Sure enough, on Thursday, there were fresh demonstrations against Islah as those in support of the UAE accused the party, with whom the island's governor is aligned, of creating chaos.

Island invasion?

The UAE first deployed fighters to Socotra last April. Until then, the island had been free of the fighting that raged on mainland Yemen.

UAE forces now oversee the island’s airport and seaport, meaning that no one can enter the island until they are inspected by Emirati-backed forces.

'The Houthis did not invade Socotra but the Emiratis did so we will oppose this invasion with all kinds of resistance'

- Mohammed al-Mizraqi, Socotra resident

A source in the governor’s office who spoke on condition of anonymity said it was true that the UAE had helped residents, but that it was only part of a strategy to maintain its grip on the island.

“This is what invaders usually do to gain the support of people but only educated people know this is the first step of invasion,” he said.

One major objection, he said, is that the UAE is using Yemeni forces, so if clashes break out, they are between Yemenis, while the Emiratis continue to gain territory from a safe distance.
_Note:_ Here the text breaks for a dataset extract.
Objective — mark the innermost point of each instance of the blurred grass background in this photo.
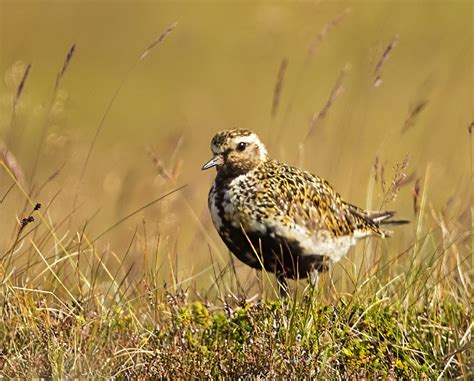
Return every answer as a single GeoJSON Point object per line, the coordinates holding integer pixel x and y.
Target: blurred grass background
{"type": "Point", "coordinates": [217, 70]}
Pushing the Emiratis out with force is impossible, he said. “So we hope that our leadership can reach an agreement to liberate us from the UAE.”

Seasoned Yemeni journalist Mohammed Ali told MEE that the Emirati strategy in Socotra is similar to how it has behaved in other parts of the country: it is willing to lose money in an effort to secure strategic territory, but not men, he said.

“The UAE is not willing to lose more soldiers either in Socotra or in any other province, so they train Yemeni fighters and ask them to implement the UAE’s agenda,” Ali said.

“The UAE has imposed Security Belt Forces in Aden so no one can oppose them easily there and today they repeat the same scenario in Socotra and no one will oppose them in Socotra.”

The arrival of the new UAE-backed forces comes as Western diplomats have said that the Emiratis are pulling their own troops and equipment from the southern port of Aden and Yemen’s western coast, concerned over rising US-Iran tensions in the Gulf.

The Emiratis have not commented on the apparent drawdown.